Senators Vigorously Object to the Inclusion of Patent Settlement Provisions in FY 2011 Appropriations Bill
September 21, 2010By Kurt R. Karst –
Last Friday, a group of Republican Senators (Sens. Jeff Sessions (R-AL), Tom Coburn, (R-OK), John Cornyn (R-TX), and John Thune (R-SD)) sent a letter to Senate Republican leaders expressing their “vigorous objection” to the inclusion of the “Preserve Access to Affordable Generics Act” (S. 369) in the Fiscal Year 2011 Financial Services and General Government Appropriations Bill (S. 3677).
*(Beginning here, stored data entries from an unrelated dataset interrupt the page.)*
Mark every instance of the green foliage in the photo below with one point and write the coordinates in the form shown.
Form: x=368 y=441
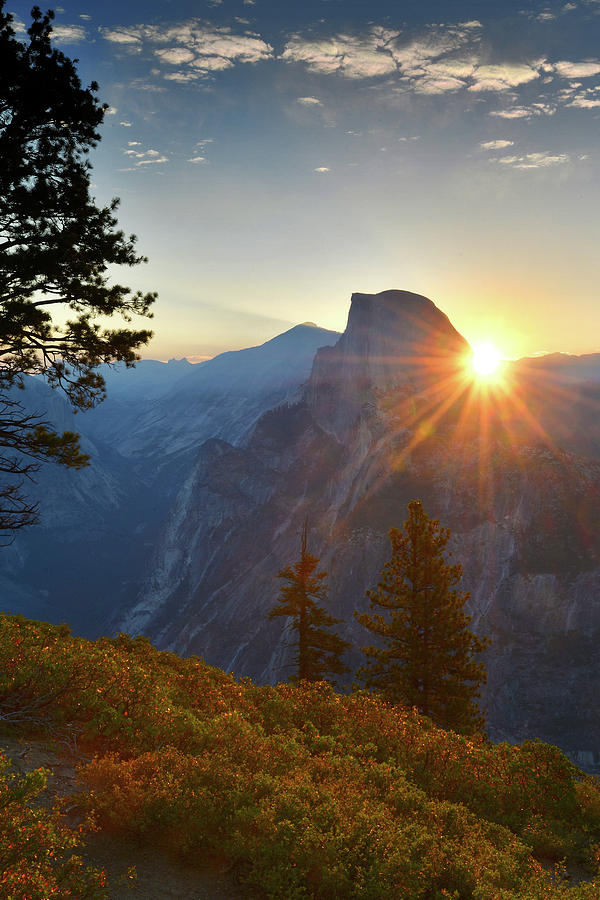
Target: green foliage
x=426 y=655
x=319 y=650
x=55 y=248
x=309 y=793
x=36 y=849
As we previously reported, in late July, the U.S. Senate Committee on Appropriations approved the inclusion of the “Preserve Access to Affordable Generics Act” in the report (Senate Report No. 111-238; pages 144-148 & 150-151) accompanying S. 3677. The legislation would make patent settlements (or what opponents call “pay-for-delay” or “reverse payment” agreements) presumptively anticompetitive and unlawful if challenged by the Federal Trade Commission (“FTC”), unless it can be demonstrated “by clear and convincing evidence that the procompetitive benefits of the agreement outweigh the anticompetitive effects of the agreement.”
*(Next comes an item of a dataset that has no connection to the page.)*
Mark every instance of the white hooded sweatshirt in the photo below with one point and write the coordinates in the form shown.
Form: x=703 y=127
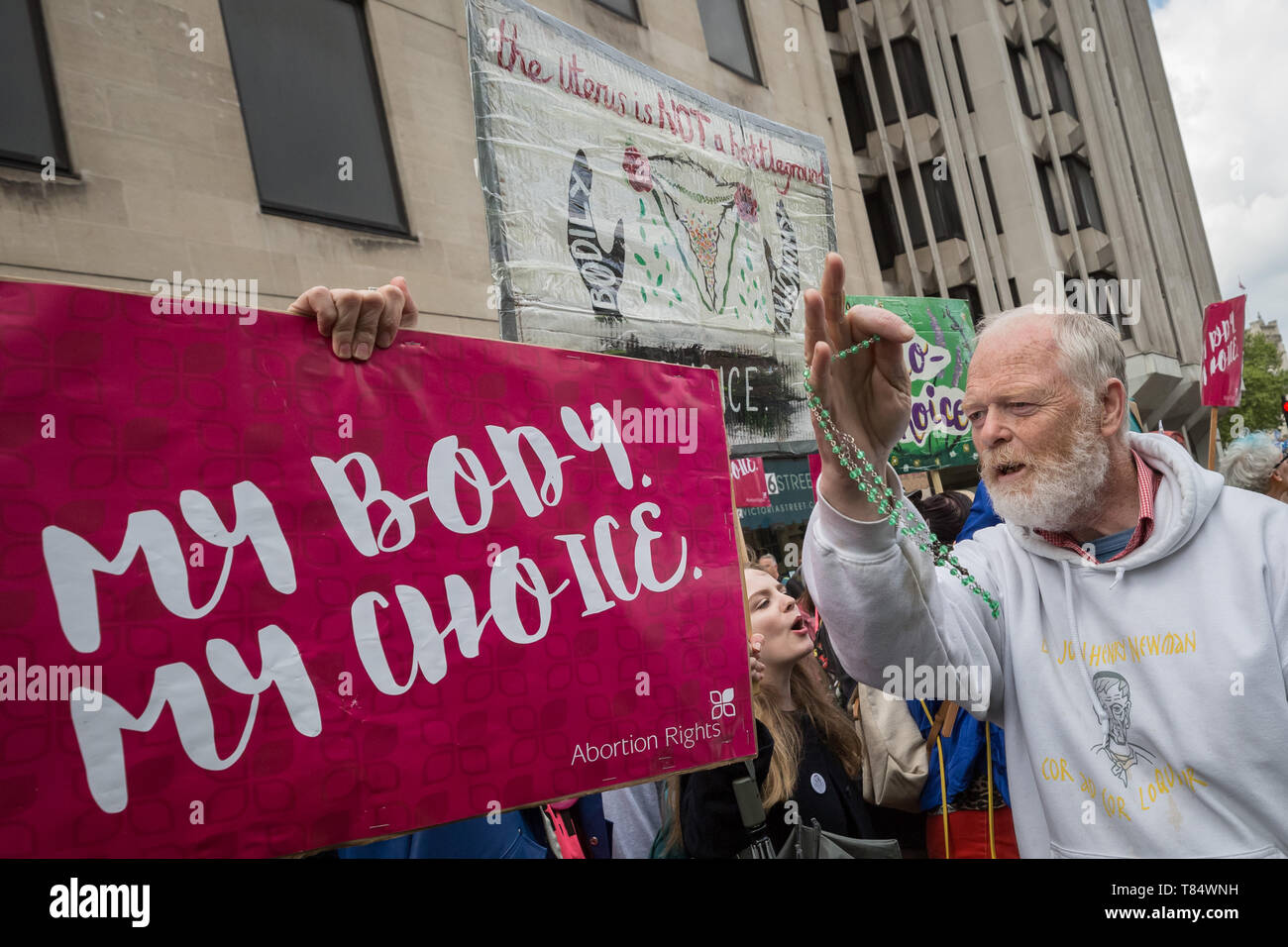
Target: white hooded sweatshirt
x=1145 y=701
According to the September 17th GOP lawmaker letter:
S. 369 is a complex bill that addresses the intersection between antitrust and patent law, the economics and anticipated outcomes of patent infringement lawsuits, and the factors that are legitimately considered when settling such suits. We believe that the reported bill gives excessive power over such settlements to the FTC – a power that the FTC has shown itself in the past to be unable to exercise in a responsible or economically rational manner – and that the bill would do serious violence to the Hatch-Waxman process for the market entry of generic drugs.
The inclusion of this bill in an appropriations bill, despite the objection of the ranking member of the Judiciary Committee and other committee members, is a gross breach of Senate custom and of jurisdictional boundaries.
The September 17th letter echoes a similar sentiment expressed by Senators Orrin Hatch (R-UT), Jon Kyl (R-AZ), John Cornyn (R-TX), and Tom Coburn (R-OK) in a February 2010 report accompanying on S. 369. According to that report:
the bill would amount to a de facto per se ban on covered settlements – and would entail all of the evils attendant to a per se ban . . . . For a legal-presumption rule to work, however, the parties must be afforded a forum in which they can quickly and fairly test whether they have overcome the presumption and whether the agreement is valid. Unfortunately, under the reported bill, settlements would be made presumptively unlawful, but the bill does not create a process for quickly resolving whether the agreement is unlawful. The issue would not be resolved until the FTC brings an action to challenge the settlement, which could be years after the settlement was entered into. Moreover, the current bill requires the brand and generic companies to rebut the presumption that the agreement is unlawful by clear and convincing evidence. This is a heavy burden that is not appropriate for commercial litigation and that tilts the scales in a lawsuit sharply in the government’s favor. . . . By effectively preventing the parties from settling, it is likely that this bill will discourage generic drug companies from bringing challenges to brand companies’ patents in the first place—and as a result, the bill will ultimately reduce competition and raise prices for drugs that are currently subject to invalid or low-quality patents.
Inclusion of the “Preserve Access to Affordable Generics Act” legislation in S. 3677 was followed by a Congressional Budget Office cost estimate criticizing the estimated savings from the measure as “significantly overstated,” and a U.S. Court of Appeals for the Second Circuit decision that denied without comment a Petition for Rehearing and Rehearing En Banc concerning an an antitrust challenge to certain patent settlement agreements involving Ciprofloxacin HCl (CIPRO). Patent settlement opponents had thought the full Court might take up the issue of the legality of patent settlements after a 3-judge panel invited the submission of the petition for rehearing en banc.